Sizin de dilinizin ucuna gelen, sustuğunuz cümleleriniz yok mu? Hani o film repliği gibi: ”Yalan söylüyorsunuz uleennn” diye bağırıp, sokaklarda dolaşıp tokatı akşettiğiniz cümleleriniz. Yaka bağır yırtıp, ”Yeter uleennn” diye koştuğunuz. Sonra sustuğunuz sustuğunuz. Başka bir hayat mümkünken niye bunları yaşıyoruz dediğiniz. Sadece sessizce mırıldandığınız ‘küfürleriniz. ’Sus sus duyarlarsa tımarhaneye kapatırlar dediğiniz fikirleriniz, bastırılmış öfkeleriniz. Frued denen o Avusturyalı nörolog yaşasaydı ‘Aile dizimi’ yapar mıydı, acep.

Zira, Müge Anlı’nın işi başından aşkın...Yine bir ‘çürümüşlüğün’ peşinde. Olmasaydı ne olurdu memleketin hali; Cinayeti çözüyor, ayrılanı kavuşturuyor, kayıpları buluyor. Soğuk bir kış günü Ankara'da bir köfteci dükkanının duvarında rastlamıştım o şiire.
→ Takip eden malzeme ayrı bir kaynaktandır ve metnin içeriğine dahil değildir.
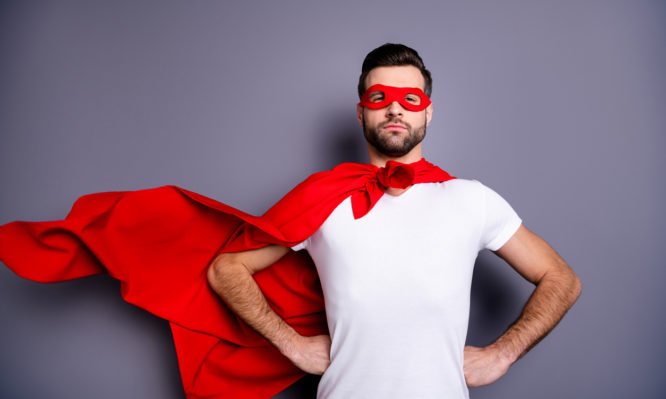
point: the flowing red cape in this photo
(159, 243)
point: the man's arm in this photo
(557, 288)
(230, 275)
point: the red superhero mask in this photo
(380, 96)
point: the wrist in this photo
(505, 352)
(289, 343)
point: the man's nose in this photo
(394, 109)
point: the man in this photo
(396, 281)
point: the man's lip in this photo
(394, 126)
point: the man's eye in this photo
(377, 97)
(413, 98)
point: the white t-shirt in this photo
(397, 284)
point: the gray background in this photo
(558, 105)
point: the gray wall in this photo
(557, 105)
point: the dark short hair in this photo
(391, 54)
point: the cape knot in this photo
(396, 175)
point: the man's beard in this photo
(387, 144)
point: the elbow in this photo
(218, 268)
(576, 287)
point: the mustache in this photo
(395, 121)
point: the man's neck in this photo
(378, 159)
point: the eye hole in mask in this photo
(380, 96)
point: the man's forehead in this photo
(396, 76)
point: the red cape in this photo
(159, 243)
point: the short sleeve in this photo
(302, 245)
(500, 221)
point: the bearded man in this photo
(396, 277)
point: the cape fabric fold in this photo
(159, 243)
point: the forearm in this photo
(554, 294)
(234, 283)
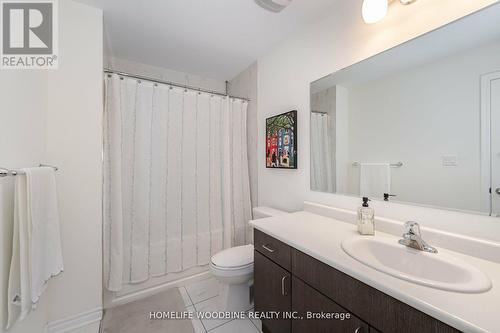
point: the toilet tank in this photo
(263, 212)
Onsekizimi yeni bitiriyordum:

”Herkes senden kuşku duyarken hem kuşkuya yer bırakır,

Hem kendine güvenebilirsen eğer,

Bekleyebilirsen usanmadan,

Yalanla karşılık vermezsen yalana,

Kendini evliya sanmadan,

Kin tutmayabilirsen kin tutana.” Diye başlayıp devam eden şiirin büyüsüne kapılarak yemiştim köfte ekmeği.
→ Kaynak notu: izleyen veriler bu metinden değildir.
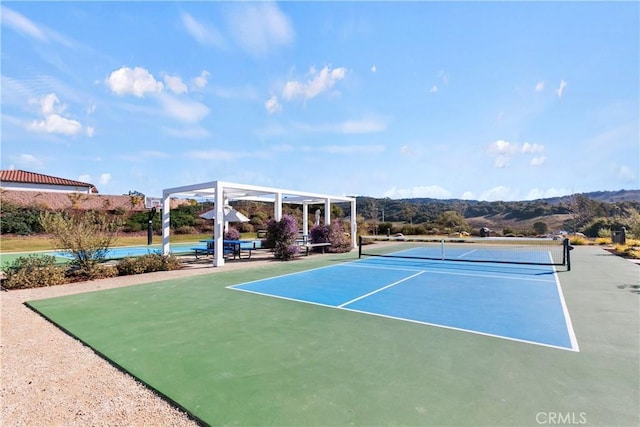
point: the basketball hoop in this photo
(153, 202)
Dün bir arkadaş “Yaşadıklarımız karşısında nasıl bu kadar soğukkanlı kalabiliyorsun”, diye sorduğunda, şöyle cevap verdim: Nereden biliyorsun soğukkanlı olduğumu içimden ne film replikleri geçiyor, ne sahneler... Fakat okuduğum kitaplar, hatırladığım şiir mısraları buna engel oluyor.”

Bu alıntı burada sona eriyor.